A new display driver of type framebuffer is included with all SGI distributions which displays the image with the ability to zoom in and out as well as scroll through a subwindow of the image. The driver is named it. Two ways to set up the it driver as the default framebuffer driver are:

 

  1. Set the enviroment variable RMANFB:

     

      % setenv RMANFB it

     

  2. Define the default /displaytype/framebuffer in the rendermn.ini file to be as follows:

     

      /displaytype/framebuffer it

 

Gamma Correction
When using the x11 display driver (the default) on systems other than Silicon Graphics, the display driver assumes that the system is not providing gamma correction for the display, so it adjusts the image using a gamma value of 2.0. Since SGI systems provide control of the gamma correction of the display using the gamma command, the default behaviour of the x11 display driver is to not perform gamma correction. As usual, this behaviour can be overridden using the DSPYGAMMA environment variable.

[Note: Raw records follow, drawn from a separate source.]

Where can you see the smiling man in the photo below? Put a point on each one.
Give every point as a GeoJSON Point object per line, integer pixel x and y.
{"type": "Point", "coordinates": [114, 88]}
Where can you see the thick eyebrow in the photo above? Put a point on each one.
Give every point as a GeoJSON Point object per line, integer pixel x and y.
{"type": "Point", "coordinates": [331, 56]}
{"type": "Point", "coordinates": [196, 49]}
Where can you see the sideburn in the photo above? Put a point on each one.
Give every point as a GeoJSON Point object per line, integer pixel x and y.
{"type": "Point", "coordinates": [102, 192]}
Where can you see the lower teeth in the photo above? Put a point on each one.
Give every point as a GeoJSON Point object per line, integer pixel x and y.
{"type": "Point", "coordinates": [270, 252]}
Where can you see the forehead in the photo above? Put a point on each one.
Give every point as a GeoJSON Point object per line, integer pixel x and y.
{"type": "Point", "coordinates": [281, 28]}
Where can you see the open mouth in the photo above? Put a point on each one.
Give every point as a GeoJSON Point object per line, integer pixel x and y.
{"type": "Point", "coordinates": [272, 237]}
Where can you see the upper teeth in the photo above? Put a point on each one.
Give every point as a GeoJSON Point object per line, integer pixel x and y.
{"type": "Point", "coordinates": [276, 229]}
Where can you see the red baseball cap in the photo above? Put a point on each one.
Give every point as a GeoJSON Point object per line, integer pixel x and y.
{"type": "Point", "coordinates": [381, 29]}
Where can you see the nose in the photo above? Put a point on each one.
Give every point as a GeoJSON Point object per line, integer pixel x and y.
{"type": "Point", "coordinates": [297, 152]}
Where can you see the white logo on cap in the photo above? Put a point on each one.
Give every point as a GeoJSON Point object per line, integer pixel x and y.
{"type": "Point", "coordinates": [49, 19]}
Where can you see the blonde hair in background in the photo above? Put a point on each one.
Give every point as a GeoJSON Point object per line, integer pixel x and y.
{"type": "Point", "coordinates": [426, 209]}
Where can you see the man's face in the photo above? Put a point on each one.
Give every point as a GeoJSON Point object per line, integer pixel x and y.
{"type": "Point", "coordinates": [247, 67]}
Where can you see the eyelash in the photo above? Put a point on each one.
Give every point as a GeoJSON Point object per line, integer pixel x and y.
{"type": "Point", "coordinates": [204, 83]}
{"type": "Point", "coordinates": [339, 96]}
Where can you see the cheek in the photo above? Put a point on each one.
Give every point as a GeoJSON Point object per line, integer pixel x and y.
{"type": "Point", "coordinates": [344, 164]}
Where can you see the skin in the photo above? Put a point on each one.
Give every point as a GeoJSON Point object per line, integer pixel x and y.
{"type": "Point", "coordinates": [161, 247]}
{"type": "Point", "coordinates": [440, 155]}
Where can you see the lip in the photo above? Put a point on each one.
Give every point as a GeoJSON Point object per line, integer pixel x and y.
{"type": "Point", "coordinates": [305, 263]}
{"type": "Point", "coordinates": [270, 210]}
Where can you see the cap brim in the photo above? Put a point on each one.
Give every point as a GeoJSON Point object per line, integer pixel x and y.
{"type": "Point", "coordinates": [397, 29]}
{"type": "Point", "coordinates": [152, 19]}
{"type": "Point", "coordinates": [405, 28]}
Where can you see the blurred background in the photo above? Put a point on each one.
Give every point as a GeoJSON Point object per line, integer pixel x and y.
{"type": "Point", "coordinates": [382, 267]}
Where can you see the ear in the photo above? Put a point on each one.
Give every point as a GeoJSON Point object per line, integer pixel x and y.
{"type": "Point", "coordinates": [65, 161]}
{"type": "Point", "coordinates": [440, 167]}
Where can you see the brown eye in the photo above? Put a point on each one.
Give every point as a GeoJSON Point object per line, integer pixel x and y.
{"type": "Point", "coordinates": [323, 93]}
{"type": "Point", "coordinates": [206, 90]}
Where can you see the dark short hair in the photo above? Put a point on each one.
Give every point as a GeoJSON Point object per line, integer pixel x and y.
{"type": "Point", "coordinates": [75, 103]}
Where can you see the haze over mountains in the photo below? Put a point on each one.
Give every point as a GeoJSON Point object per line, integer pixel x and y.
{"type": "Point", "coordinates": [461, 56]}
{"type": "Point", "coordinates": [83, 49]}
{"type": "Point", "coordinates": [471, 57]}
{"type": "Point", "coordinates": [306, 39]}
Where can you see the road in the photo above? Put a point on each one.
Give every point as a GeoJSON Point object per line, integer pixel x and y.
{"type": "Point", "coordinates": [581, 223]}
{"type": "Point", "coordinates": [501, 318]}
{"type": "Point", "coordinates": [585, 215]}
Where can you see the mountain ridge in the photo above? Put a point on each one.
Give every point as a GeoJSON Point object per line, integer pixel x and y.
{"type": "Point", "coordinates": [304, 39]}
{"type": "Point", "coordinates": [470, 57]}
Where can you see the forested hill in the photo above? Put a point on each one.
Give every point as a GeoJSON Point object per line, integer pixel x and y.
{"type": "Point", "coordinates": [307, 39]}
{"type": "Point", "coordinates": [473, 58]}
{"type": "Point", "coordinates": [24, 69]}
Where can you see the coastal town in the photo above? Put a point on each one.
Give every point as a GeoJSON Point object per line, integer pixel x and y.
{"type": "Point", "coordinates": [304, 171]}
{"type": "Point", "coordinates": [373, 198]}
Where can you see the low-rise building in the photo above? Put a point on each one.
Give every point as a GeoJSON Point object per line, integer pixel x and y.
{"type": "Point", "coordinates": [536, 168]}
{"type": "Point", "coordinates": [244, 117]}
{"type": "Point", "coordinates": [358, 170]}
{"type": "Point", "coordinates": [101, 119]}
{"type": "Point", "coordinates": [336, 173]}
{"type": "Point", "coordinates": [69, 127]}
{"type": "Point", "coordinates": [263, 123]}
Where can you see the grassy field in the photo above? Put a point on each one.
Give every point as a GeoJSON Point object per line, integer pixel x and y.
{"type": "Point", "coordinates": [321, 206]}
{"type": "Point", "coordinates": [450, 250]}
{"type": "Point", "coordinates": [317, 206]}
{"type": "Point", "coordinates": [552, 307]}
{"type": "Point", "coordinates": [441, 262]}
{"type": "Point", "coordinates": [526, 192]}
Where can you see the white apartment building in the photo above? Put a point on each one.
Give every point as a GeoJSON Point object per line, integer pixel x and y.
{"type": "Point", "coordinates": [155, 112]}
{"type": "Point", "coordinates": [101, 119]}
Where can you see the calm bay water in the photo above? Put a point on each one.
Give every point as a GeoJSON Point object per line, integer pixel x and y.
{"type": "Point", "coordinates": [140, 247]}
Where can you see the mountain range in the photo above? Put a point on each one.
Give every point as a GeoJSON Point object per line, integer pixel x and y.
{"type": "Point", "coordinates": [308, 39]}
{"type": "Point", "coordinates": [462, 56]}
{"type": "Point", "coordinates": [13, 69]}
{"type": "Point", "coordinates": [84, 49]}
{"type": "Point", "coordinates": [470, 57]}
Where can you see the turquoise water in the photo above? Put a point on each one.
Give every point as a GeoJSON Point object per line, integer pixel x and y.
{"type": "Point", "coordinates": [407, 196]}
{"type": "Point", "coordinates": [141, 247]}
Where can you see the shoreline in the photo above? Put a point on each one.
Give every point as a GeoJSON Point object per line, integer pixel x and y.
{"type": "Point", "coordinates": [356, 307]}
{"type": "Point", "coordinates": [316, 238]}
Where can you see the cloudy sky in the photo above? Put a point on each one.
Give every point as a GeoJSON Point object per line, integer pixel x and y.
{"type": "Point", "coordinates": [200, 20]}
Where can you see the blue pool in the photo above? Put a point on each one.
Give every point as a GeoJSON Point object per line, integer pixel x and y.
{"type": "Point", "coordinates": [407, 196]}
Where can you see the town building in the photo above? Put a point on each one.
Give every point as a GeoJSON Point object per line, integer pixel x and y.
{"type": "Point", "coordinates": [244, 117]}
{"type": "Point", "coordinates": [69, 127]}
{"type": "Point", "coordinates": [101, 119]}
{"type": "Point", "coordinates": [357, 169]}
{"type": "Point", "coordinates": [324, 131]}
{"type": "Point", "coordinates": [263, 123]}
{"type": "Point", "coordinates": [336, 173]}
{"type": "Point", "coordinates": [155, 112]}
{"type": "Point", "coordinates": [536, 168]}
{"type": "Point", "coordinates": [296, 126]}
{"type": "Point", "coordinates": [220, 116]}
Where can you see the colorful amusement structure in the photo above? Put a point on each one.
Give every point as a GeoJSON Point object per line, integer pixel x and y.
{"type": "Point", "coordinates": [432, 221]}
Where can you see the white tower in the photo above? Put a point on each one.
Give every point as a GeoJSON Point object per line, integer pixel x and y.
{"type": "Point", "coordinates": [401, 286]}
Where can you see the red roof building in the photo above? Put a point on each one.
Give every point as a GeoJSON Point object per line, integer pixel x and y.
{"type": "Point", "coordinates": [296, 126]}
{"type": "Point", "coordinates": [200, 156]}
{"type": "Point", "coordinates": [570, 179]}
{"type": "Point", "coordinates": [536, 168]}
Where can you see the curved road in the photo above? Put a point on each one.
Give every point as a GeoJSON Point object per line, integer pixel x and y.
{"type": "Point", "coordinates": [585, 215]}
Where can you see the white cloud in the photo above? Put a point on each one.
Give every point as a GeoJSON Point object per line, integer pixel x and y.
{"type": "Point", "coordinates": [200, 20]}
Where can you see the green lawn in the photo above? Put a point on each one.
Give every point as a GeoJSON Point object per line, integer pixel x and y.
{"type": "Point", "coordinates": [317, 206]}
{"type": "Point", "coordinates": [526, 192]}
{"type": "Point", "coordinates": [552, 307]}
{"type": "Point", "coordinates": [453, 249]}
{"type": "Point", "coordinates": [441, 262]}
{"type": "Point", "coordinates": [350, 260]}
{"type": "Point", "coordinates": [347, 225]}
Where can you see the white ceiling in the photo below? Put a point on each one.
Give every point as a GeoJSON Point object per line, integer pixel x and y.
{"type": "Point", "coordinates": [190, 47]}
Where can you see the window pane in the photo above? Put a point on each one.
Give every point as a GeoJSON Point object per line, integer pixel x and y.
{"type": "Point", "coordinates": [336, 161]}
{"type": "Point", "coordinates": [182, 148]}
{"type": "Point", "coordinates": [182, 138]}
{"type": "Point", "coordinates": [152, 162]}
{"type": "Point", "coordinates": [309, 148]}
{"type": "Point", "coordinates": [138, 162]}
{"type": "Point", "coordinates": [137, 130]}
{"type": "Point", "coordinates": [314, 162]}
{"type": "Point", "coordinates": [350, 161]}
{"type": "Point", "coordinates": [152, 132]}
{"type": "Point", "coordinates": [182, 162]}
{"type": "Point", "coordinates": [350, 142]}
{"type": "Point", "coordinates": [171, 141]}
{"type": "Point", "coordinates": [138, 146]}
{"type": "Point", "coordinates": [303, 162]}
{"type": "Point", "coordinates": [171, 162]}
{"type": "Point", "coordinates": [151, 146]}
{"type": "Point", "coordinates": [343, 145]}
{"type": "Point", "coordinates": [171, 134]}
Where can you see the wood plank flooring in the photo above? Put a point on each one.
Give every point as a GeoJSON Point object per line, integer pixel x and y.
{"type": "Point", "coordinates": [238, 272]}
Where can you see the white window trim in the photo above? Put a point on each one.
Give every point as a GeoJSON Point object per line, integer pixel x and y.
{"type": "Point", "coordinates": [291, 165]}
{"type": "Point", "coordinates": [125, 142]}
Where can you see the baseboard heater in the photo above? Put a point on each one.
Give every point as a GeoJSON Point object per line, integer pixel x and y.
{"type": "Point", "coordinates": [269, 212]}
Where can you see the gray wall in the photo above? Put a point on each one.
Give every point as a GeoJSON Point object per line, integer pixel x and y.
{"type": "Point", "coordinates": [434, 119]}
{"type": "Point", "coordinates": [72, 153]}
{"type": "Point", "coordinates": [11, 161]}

This differing behaviour is usually only noticeable in a mixed environment. When displaying an image from an SGI to a non-SGI using the x11 display driver with the DISPLAY environment set, the image will usually appear too dark. Conversely, when displaying an image from a non-SGI to an SGI using the x11 display driver with the DISPLAY environment set, the image will appear too bright. This is because the display driver gamma correction behaviour is set according to the system on which the driver is running, not the system on whose screen the X window system is displaying the image. This behaviour can of course be compensated for by setting the DSPYGAMMA environment variable appropriately.